People on the street looked like… people. Women tugged at their skirts to keep them from flipping up in the breeze. Boys in short pants ran and shouted. A long line of men waited patiently in front of a soup kitchen. Dowling could have seen the like in any medium-sized city in the USA. And yet…
Nobody said anything to him. He hadn't expected anyone would, not with soldiers tramping along beside him with bayonets glittering on their Springfields. No one even gave him a dirty look. But he still had the feeling of being in the middle of a deep freeze. The locals hated him, and they'd go right on hating him, too.

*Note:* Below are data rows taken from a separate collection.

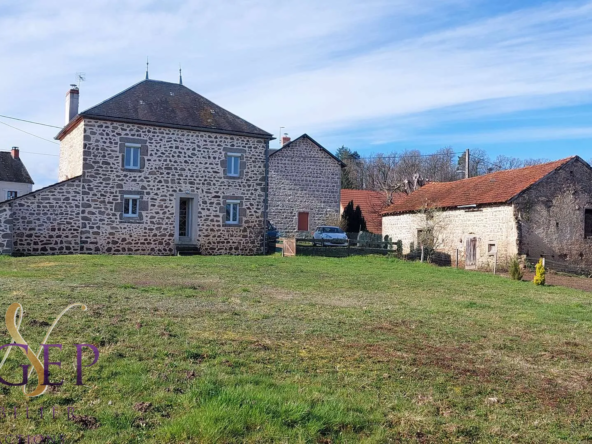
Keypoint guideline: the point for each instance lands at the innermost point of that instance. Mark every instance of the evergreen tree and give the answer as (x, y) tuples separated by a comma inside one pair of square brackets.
[(354, 221), (349, 174)]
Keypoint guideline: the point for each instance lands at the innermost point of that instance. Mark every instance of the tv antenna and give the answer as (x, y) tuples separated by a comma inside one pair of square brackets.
[(80, 77)]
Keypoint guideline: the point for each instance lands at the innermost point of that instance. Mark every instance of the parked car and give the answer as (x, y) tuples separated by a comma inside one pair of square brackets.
[(330, 236)]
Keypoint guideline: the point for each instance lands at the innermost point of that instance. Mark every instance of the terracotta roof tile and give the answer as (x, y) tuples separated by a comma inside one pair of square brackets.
[(371, 203), (498, 187)]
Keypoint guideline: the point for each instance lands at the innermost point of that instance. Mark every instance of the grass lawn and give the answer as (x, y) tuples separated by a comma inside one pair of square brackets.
[(304, 349)]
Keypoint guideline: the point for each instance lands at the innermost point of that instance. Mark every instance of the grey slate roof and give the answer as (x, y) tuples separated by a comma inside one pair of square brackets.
[(13, 170), (153, 102)]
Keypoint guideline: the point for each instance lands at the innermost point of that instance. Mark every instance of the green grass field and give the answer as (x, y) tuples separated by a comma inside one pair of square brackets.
[(271, 349)]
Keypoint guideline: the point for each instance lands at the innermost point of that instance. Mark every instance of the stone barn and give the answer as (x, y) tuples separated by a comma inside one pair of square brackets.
[(304, 186), (14, 177), (156, 169), (537, 211)]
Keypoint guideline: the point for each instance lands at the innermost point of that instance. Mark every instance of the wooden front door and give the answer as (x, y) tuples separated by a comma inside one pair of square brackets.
[(185, 220), (302, 221), (471, 253)]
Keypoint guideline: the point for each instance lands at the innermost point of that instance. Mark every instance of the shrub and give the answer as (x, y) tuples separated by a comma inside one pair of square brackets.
[(539, 277), (515, 271)]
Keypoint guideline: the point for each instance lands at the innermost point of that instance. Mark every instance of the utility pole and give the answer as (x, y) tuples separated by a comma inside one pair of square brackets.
[(467, 163)]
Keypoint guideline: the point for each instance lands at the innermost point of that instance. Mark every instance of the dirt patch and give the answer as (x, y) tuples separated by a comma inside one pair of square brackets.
[(142, 407), (86, 422)]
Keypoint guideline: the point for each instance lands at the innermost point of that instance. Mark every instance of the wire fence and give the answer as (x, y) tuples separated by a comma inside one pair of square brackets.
[(559, 266)]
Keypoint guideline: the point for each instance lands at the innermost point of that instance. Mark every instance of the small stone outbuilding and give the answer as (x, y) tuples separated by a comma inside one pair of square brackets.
[(304, 186), (538, 211)]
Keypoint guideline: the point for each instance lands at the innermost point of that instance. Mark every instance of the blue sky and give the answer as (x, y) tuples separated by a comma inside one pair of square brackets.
[(512, 78)]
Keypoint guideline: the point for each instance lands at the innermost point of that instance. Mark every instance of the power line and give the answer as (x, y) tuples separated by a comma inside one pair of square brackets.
[(30, 134), (29, 121), (404, 156), (40, 154)]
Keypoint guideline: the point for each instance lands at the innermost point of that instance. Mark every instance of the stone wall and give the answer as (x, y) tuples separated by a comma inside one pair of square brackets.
[(71, 154), (20, 188), (174, 163), (6, 228), (551, 216), (46, 221), (303, 178), (495, 225)]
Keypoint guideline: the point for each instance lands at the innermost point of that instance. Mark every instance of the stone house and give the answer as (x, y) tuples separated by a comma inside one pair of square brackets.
[(537, 211), (156, 169), (304, 186), (14, 177)]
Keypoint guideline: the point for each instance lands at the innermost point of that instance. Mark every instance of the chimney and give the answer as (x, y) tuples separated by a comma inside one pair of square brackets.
[(72, 103)]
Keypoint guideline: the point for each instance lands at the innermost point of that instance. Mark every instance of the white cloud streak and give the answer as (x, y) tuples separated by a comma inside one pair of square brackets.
[(384, 69)]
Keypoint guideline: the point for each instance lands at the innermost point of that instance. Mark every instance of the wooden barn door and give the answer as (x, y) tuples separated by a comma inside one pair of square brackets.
[(471, 253), (303, 221)]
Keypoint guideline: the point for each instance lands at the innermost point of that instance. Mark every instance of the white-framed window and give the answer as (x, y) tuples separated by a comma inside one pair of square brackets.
[(233, 165), (232, 211), (132, 156), (131, 206)]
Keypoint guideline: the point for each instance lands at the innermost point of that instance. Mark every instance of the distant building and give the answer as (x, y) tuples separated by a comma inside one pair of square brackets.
[(304, 186), (371, 203), (538, 211), (15, 180)]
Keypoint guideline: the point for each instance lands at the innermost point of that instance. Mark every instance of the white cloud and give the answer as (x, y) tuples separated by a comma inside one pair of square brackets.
[(316, 67)]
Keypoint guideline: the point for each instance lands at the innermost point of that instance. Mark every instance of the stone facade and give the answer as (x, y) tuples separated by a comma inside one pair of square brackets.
[(20, 188), (84, 214), (551, 216), (175, 163), (303, 177), (48, 220), (6, 228), (495, 225), (71, 154), (547, 219)]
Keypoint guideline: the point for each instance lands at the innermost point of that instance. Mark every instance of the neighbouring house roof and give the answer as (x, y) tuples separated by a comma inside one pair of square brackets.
[(153, 102), (306, 136), (13, 170), (372, 203), (495, 188)]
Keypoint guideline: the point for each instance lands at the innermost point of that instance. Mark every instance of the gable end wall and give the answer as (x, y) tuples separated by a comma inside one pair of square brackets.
[(551, 216), (303, 178)]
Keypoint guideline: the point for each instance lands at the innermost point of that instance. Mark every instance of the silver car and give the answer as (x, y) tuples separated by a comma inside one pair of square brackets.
[(330, 236)]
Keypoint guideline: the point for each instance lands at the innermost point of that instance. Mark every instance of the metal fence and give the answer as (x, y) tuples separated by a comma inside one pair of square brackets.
[(559, 266), (351, 247)]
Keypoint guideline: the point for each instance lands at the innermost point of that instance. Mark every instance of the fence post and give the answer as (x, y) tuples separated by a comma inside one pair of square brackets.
[(495, 263)]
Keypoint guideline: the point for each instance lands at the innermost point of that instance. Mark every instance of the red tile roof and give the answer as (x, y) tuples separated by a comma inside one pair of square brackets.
[(372, 203), (495, 188)]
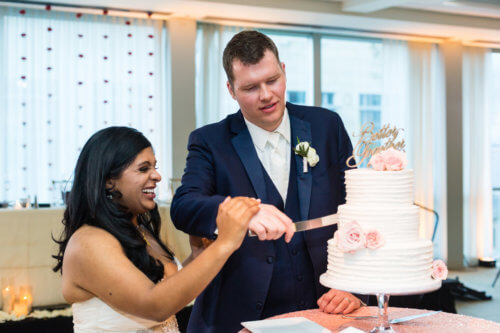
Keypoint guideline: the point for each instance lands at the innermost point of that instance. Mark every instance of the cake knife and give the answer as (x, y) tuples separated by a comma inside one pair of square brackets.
[(318, 222), (396, 320)]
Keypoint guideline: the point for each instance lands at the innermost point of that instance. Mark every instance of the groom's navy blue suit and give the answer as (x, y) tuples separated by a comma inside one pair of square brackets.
[(262, 278)]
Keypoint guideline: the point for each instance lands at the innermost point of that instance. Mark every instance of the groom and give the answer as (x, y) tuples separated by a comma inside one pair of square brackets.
[(250, 153)]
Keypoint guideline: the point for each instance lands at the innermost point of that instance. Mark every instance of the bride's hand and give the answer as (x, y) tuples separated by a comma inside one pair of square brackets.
[(233, 218)]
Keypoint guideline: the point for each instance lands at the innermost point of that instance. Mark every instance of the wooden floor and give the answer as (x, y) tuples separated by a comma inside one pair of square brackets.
[(480, 279)]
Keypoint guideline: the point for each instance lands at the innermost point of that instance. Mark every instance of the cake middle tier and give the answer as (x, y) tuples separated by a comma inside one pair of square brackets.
[(405, 267), (397, 224)]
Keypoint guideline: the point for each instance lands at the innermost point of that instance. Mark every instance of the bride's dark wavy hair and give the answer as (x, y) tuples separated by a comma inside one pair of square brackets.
[(105, 156)]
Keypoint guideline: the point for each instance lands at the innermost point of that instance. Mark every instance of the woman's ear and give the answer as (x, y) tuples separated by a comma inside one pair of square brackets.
[(109, 184)]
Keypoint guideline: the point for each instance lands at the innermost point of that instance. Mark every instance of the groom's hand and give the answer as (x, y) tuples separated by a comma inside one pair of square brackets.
[(337, 301), (270, 223)]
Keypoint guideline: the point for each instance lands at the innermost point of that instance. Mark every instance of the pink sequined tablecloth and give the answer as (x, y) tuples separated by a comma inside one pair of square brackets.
[(440, 323)]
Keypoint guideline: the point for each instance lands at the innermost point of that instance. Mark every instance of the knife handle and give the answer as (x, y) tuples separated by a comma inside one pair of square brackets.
[(252, 234)]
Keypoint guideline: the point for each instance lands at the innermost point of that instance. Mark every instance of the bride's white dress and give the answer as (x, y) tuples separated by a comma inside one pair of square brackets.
[(94, 315)]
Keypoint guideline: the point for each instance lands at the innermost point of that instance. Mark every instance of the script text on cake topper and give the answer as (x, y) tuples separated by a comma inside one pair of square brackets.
[(366, 147)]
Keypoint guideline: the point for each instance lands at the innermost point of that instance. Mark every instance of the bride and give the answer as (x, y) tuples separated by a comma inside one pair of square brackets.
[(116, 272)]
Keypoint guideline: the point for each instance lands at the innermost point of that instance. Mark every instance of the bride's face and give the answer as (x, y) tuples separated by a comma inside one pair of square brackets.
[(137, 183)]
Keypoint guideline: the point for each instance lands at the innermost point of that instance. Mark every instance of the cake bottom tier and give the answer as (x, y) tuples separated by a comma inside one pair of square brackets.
[(400, 269)]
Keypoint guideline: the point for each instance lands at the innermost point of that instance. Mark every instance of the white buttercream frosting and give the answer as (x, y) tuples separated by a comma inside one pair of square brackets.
[(383, 201)]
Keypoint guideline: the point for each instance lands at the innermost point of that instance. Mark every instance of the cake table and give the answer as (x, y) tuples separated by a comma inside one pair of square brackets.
[(442, 322)]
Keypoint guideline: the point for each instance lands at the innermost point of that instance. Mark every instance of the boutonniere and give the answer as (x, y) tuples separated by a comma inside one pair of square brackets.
[(308, 153)]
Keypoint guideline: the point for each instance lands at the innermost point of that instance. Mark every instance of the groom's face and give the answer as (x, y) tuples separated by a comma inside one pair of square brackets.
[(260, 89)]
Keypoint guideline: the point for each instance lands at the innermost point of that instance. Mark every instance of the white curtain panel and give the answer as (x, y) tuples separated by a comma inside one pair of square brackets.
[(213, 101), (477, 93), (427, 137), (395, 78), (63, 77)]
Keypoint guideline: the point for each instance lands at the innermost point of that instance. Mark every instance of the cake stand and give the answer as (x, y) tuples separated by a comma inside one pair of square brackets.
[(382, 295)]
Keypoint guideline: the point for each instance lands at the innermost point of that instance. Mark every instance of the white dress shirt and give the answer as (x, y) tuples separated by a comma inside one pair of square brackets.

After a bit, he noticed one difference between Salt Lake City and other medium-sized towns in the USA. No election posters shouted from walls and fences. No billboards praised Hosea Blackford and Calvin Coolidge. Being under martial law, Utah didn't enjoy the franchise. Lawsuits to let the locals vote had gone all the way to the Supreme Court-and had been rejected every time. Ever since the War of Secession, the Supreme Court had taken a much friendlier line toward the federal government's authority than toward any competing principle.
And it's paid off, by God, Dowling thought. We finally licked the damned Confederates. We're the strongest country in America. We're one of the two or three strongest countries in the world. We did what we had to do.
He turned a corner… turned it and frowned. Half a dozen posters were plastered on a wall there: simple, wordless things showing a gold-and-black bee on a white background. The bee, symbol of industry, was also the symbol of Deseret, the name the Mormons had given to the would-be state the U.S. Army crushed.
Dowling turned to the sergeant who headed the bodyguards. "Note this address," he said. "If those posters aren't down tomorrow, we'll have to fine the property owner."
"Yes, sir," the sergeant said crisply.